16. Pozwolę zatańczyć ci z diabłem.

2.6K 103 0
                                    

Kate’s POV:

            Uśmiechnęłam się przez pocałunek, łapiąc za napięte ramiona. 

            - Jeżeli zawsze będziesz tak mnie przepraszać to może powinniśmy się częściej kłócić? – Zaśmiał się cicho, opierając swoje czoło o moje. 

            - Chciałbyś – szepnęłam, uśmiechając się do niego szczerze. Na policzkach Justin’a pojawiły się delikatne rumieńce, gdy objął mnie ramieniem i pociągnął do siebie. Wylądowałam na męskiej klatce piersiowej, dzięki czemu mogłam napawać się jego zapachem. Odór alkoholu nie ukrył tej pociągającej woni. 

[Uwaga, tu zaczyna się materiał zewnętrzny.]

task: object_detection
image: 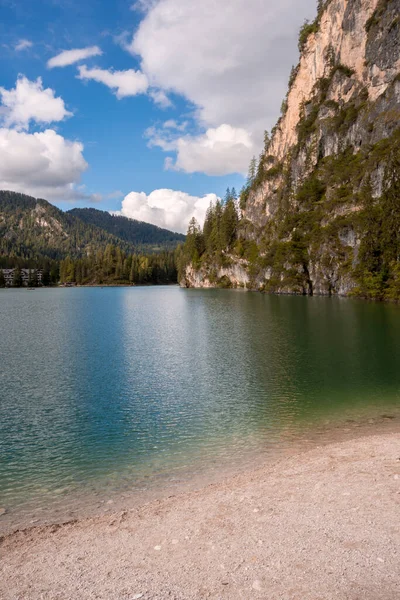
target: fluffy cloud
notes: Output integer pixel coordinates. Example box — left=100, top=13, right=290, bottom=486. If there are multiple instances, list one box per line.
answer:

            - Teraz możemy już wracać? – Usłyszałam tuż przy uchu. 

            - Tak, teraz tak – zachichotałam radośnie. Chłopak złapał moją dłoń, ruszając w stronę wyjścia. Czułam, że kamień spadł mi z serca, wiedząc, że teraz już nic nie może zniszczyć naszego szczęścia.

            Wyszliśmy na dwór, a promienie słoneczne rozjaśniały nasze uśmiechnięte twarze. Nie odzywaliśmy się do siebie, bo nie było nam to potrzebne. Chcieliśmy w spokoju przetrawić wydarzenia, które zdarzyły się przed chwilą. 

            Spojrzałam zdziwiona na niego, gdy machnął na przejeżdżającą obok taksówkę.

            - Wypiłem trochę, więc nie przyjechałem własnym samochodem – odpowiedział na moje niezadane pytanie.

             - Ahhh – westchnęłam jedynie, kierując się do żółtego pojazdu.

            Cała nasza podróż przebiegła w milczeniu, a już po pół godziny byliśmy w moim apartamencie. Zanim mogłam się odezwać, zostałam przyparta do drzwi. 

            Pulchne usta Justin’a wylądowały na moich, ocierając się o nie agresywnie. Jęknęłam, czując przeciskający się przez moje zęby, język. Szatyn miał całkowitą kontrolę. Nie mogłam i nie chciałam mu się oprzeć. Chłopak złapał moje uda, a ja pośpiesznie podskoczyłam i oplotłam jego tors nogami. Dłonie Justin’a masowały moją skórę, a jego język drażnił podniebienie.

            Po chwili zostałam odciągnięta od powierzchni, by razem z szatynem skierować się w stronę łóżka. Justin ze zwierzęcym rykiem rzucił moje ciało na materac. Gdy pozbył się swojej koszulki, wszedł i zawisł nade mną. Jego soczyste wargi znaczyły drogę od moich ust, przez szyję, aż po na wpół odkryty dekolt.

            Czułam przyjemne kłucie w podbrzuszu, kiedy jego wolna ręka masowała mój bok. Uśmiechnęłam się, wiedząc, do czego to wszystko zmierza. Wsunęłam dłonie w miękkie włosy chłopaka, gdy on ssał moją skórę na szyi.

            - Przepraszam, że krzyczałem – wydyszał, odsuwając się ode mnie na kilka milimetrów. Wpatrywał się we mnie swoimi karmelowymi oczami.

            - To ja przepraszam. Tak długo byłam ślepa – stwierdziłam szczerze, starając się za wszelką cenę unormować oddech. 

            - Ohh, Kate – jęknął ocierając się swoim kroczem o moją strefę intymną. 

            - Justin – wydyszałam przyciągając jego głowę. Zaatakowałam usta Justin’a, chcąc pokazać mu wszystkie swoje uczucia.

            Gdy oderwaliśmy się od siebie, zdjęłam białą bokserkę. Wolna ręka chłopaka wylądowała na moim czerwonym staniku, masując jedną z piersi.